With the **hdp/0.1** module, Palmetto users can have full access to Cypress, Clemson's Hadoop Big Data infrastructure, from any computing node on Palmetto. To ensure that this module is available to R, run the followings:

## Where am I?

In [None]:
getwd()

## Clear global environment

In [None]:
rm(list = ls())

## Setup *sparklyr*

In [None]:
setupLibrary <- function(libraryName){
  if (!require(libraryName, character.only = TRUE)){
    install.packages(libraryName, dep = TRUE)
    if (!require(libraryName, character.only = TRUE)){
      print('Package not found')
    }
  } else {
    print('Package is loaded')
  }
}

setupLibrary('sparklyr')

In [None]:
system('spark-submit --help')
y <- system2('printenv', args = c('| grep SPARK'), stdout = TRUE)
print (y)

In [None]:
sc <- spark_connect(master = 'yarn', 
                    config = list('spark.driver.memory'='8G',
                                  'spark.executor.instances'=4,
                                  'spark.executor.cores'=8,
                                  'spark.executor.memory'='8G')
                    )

The above chunk will spawn a Spark cluster inside Cypress that has a total of 32 computing cores and 32 GB of memory. The Spark driver accessiable from R's local environment has 8GB memory. 

To customize the Spark environment configurations, you can combine *sparklyr.shell.* with the corresponding options from *spark-submit*. 

In [None]:
system2('spark-submit',args = c('--help'), stderr = TRUE, stdout = TRUE)

To check that our Spark cluster is up and running, we send a command to Cypress via R's `system2` function. The original command is:

`yarn application -list`

In [None]:
system2('yarn',args = c('application','-list'), stderr = TRUE, stdout = TRUE)

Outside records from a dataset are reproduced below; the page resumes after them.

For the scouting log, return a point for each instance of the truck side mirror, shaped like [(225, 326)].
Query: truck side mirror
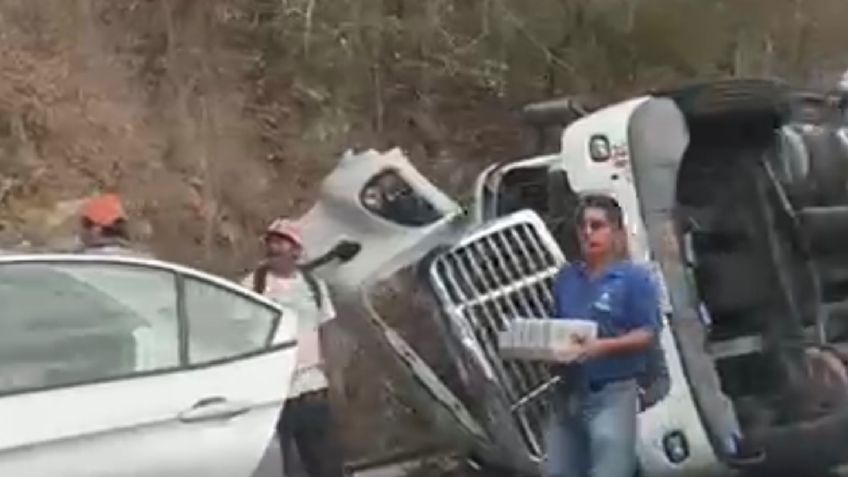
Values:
[(346, 250)]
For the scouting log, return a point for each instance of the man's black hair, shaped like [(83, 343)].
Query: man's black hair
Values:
[(603, 202)]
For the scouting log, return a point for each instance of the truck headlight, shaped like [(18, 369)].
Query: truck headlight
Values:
[(676, 447), (599, 148)]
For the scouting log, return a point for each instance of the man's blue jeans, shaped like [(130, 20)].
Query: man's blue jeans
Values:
[(593, 434)]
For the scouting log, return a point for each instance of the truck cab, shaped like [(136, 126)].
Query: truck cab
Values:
[(738, 208)]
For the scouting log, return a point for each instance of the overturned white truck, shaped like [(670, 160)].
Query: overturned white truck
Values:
[(741, 210)]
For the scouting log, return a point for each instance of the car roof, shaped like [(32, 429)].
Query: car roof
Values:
[(7, 257)]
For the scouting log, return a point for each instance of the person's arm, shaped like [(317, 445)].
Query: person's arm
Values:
[(247, 281), (642, 315)]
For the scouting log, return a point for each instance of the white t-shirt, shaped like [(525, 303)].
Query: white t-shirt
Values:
[(294, 293)]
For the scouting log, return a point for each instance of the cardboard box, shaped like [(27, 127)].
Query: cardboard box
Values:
[(538, 339)]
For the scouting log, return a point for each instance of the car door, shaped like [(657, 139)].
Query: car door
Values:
[(113, 366)]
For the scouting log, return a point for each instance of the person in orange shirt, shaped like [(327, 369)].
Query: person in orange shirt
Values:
[(103, 227)]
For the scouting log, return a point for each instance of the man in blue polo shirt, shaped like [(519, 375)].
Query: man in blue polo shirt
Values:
[(593, 429)]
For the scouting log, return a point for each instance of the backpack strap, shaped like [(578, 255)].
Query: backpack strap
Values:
[(260, 278), (314, 287)]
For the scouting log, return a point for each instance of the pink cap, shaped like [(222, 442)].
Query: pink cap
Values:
[(285, 228)]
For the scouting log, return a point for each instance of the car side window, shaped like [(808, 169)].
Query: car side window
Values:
[(223, 324), (70, 323)]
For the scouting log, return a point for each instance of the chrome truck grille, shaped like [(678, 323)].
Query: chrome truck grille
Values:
[(501, 273)]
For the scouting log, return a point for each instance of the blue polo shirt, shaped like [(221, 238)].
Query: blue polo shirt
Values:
[(622, 299)]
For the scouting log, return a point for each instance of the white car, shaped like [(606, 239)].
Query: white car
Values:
[(121, 366)]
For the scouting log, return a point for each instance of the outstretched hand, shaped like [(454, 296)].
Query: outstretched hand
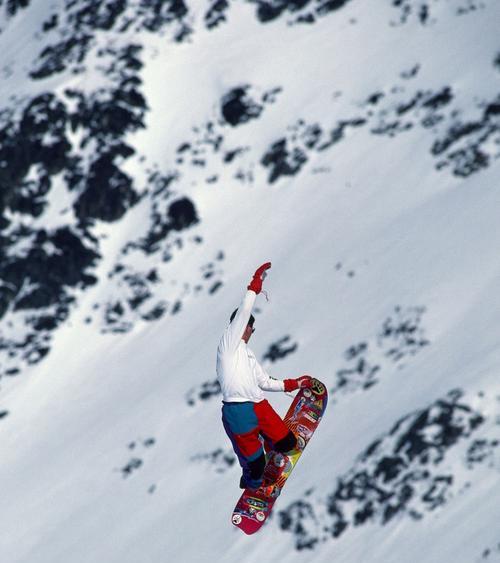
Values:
[(258, 278)]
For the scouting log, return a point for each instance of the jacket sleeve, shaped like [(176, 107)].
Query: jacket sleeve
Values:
[(233, 333), (266, 382)]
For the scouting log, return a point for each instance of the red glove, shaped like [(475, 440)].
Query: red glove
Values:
[(299, 383), (258, 278)]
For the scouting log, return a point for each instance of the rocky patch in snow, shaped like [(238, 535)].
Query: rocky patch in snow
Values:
[(401, 336), (135, 462), (280, 349), (218, 461), (416, 467), (423, 11)]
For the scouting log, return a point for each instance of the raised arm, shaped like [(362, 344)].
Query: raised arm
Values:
[(234, 332)]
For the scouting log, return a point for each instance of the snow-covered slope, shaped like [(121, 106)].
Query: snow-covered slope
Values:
[(152, 155)]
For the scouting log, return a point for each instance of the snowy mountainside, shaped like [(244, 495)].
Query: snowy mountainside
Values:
[(152, 154)]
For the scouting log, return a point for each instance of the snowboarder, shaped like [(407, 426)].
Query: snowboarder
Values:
[(248, 418)]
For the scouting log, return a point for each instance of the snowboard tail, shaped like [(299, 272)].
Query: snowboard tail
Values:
[(303, 417)]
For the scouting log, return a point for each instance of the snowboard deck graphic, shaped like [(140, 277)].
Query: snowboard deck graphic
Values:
[(303, 417)]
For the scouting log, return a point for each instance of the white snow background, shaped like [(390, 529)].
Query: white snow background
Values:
[(366, 226)]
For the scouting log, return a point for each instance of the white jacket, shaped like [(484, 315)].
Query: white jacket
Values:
[(240, 375)]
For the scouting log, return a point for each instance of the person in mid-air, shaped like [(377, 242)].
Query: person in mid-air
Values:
[(247, 416)]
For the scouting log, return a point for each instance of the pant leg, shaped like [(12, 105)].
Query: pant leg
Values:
[(241, 425)]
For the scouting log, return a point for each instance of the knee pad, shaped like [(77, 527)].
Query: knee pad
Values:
[(257, 466)]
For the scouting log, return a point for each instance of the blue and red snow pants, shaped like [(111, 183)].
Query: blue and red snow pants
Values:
[(248, 424)]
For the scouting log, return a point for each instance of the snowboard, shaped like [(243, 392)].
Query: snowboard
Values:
[(303, 417)]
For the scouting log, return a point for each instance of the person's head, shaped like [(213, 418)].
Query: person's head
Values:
[(249, 330)]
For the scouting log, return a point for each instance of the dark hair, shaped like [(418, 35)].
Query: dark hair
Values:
[(233, 314)]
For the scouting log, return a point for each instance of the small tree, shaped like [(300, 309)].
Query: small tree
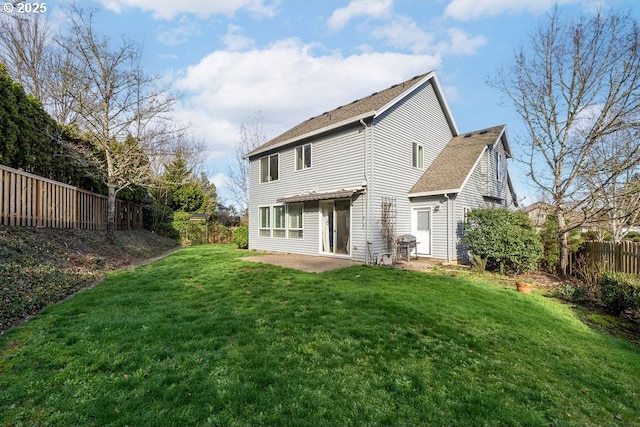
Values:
[(252, 135), (506, 240), (574, 85), (549, 237)]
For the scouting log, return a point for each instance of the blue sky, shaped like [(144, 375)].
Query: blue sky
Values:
[(294, 59)]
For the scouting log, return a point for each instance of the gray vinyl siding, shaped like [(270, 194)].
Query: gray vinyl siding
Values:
[(481, 183), (418, 118), (440, 213), (337, 162)]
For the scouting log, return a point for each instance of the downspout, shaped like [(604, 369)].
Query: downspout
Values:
[(446, 196), (366, 201)]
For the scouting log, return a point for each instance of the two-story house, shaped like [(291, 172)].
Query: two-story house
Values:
[(347, 182)]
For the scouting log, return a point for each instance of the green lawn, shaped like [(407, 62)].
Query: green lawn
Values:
[(204, 338)]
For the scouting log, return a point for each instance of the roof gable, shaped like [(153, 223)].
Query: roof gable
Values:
[(451, 169), (357, 110)]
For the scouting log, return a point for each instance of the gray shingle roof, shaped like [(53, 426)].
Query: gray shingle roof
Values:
[(344, 113), (455, 162)]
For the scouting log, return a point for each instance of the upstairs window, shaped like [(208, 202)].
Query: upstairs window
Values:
[(269, 168), (499, 166), (303, 157), (418, 156)]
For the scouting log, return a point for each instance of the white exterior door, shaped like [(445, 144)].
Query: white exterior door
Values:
[(421, 228), (335, 223)]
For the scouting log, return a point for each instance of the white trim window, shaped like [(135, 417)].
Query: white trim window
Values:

We can check the status and resource usage of the running application with the following command:

`yarn application -status <applicationId>`

In [None]:
system2('yarn',args = c('application','-status','application_1511291493821_0711'), stderr = TRUE, stdout = TRUE)

## Load data

In [None]:
system2('hdfs',args = c('dfs','-ls','-h','/repository/movielens'), stderr = TRUE, stdout = TRUE)

In [None]:
movie_tlb <- spark_read_csv(sc, name = 'airline_data',
                            path = '/repository/movielens/ratings.csv',
                            delimiter = ',')

Where is the data?

In [None]:
dim(movie_tlb)

In [None]:
sdf_dim(movie_tlb)

In [None]:
object.size(movie_tlb)

In [None]:
movie_tlb

Identify movies with more than 10,000 reviews and average ratings that are higher than 4.0

In [None]:
setupLibrary('dplyr')

In [None]:
avg_ratings <- movie_tlb %>% 
  group_by(movieId) %>%
  summarise(count = n(), avg_rating = mean(rating)) %>%
  filter(count >= 10000, avg_rating >= 4.0) 

In [None]:
avg_ratings

In [None]:
sdf_dim(avg_ratings)

Augment rating data with movie information

In [None]:
info_tlb <- spark_read_csv(sc, name = 'movie_data',
                            path = '/repository/movielens/movies.csv',
                            delimiter = ',')

In [None]:
info_tlb

In [None]:
sdf_dim(info_tlb)

In [None]:
top_movies <- avg_ratings %>%
  inner_join(info_tlb, by = 'movieId') %>%
  select(title, count, avg_rating) %>%
  collect

In [None]:
top_movies

In [None]:
spark_disconnect(sc)